The structural, functional and pharmacokinetic evaluations of UBP 1211 have shown that it is highly similar to Humira, proving UBP1211’s potential to reduce the signs and symptoms of moderate to severe rheumatoid arthritis in adults with an acceptable safety profile.
The Phase I clinical trial is a randomized double-blind trial to compare the similarities between UBP1211 and Humira. The safety data were collected from all subjects in the study without distinguishing between the two drugs. As at June 25, 2018, a total of 154 subjects were enrolled in the study.
Development Collaboration with Jiangsu T-mab BioPharma Co., Ltd (“T-mab”)

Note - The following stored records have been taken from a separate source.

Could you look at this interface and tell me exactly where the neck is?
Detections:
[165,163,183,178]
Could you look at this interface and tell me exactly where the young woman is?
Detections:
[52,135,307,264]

In August 2017, we entered into a collaborative research, development and commercialization agreement with T-mab, a biotech company focused on the development of biologics.
UBP1213 (anti-BLyS mAb)
UBP1213 is a recombinant humanized anti-BLyS monoclonal antibody injection, which is being developed for the treatment of systemic lupus erythematosus (“SLE”) and other autoimmune diseases. We received IND approval from the CDA in October 2016.
Mechanism of Action
BLyS is produced by macrophages, neutrophils and monocytes SLE. It is required for the survival of B cells. Excessive level of BLyS induces abnormally high survival of autoreactive B cells and differentiation of B cells into antibody-producing plasma cells, which causes SLE and other autoimmune diseases. The FDA approved BLyS inhibitor for the treatment of SLE has shown statistically significant, albeit modest, efficacy, representing a step forward in treating SLE.
Features of UBP1213
UBP1213 has the following main features demonstrated in the preclinical studies:
(1) The dissociation rate of UBP1213 and BLyS is slow and the affinity is strong;
(2) UBP1213 has a strong ability to inhibit the binding of soluble BLyS and BR3-Fc;
(3) In single dose toxicity study with 40 times the Minimal Anticipated Biological Effect Level (MABEL) dosage and repeated dose toxicity study with 10 times the MABEL dosage on cynomolgus monkeys, the findings in the studies were reversible and could be related to the pharmacological effect of the test article, reflecting high safety profile of UBP1213;
(4) Typical pharmacokinetic behavior of monoclonal antibodies was demonstrated in the pharmacokinetic studies on cynomolgus monkeys adopting single doses of low, medium and high doses and multiple doses of medium dose.
Based on the above features of UBP1213, we are advancing UBP1213 to the clinical trials stage for the treatment of adult patients with SLE.
Cooperation with WHKB
Shanghai Union Biopharm entered into an agreement (the “WHKB Agreement”) in May 2012 with Wuhan Huaxin Kangyuan Biopharma Co., Ltd. (“WHKB”).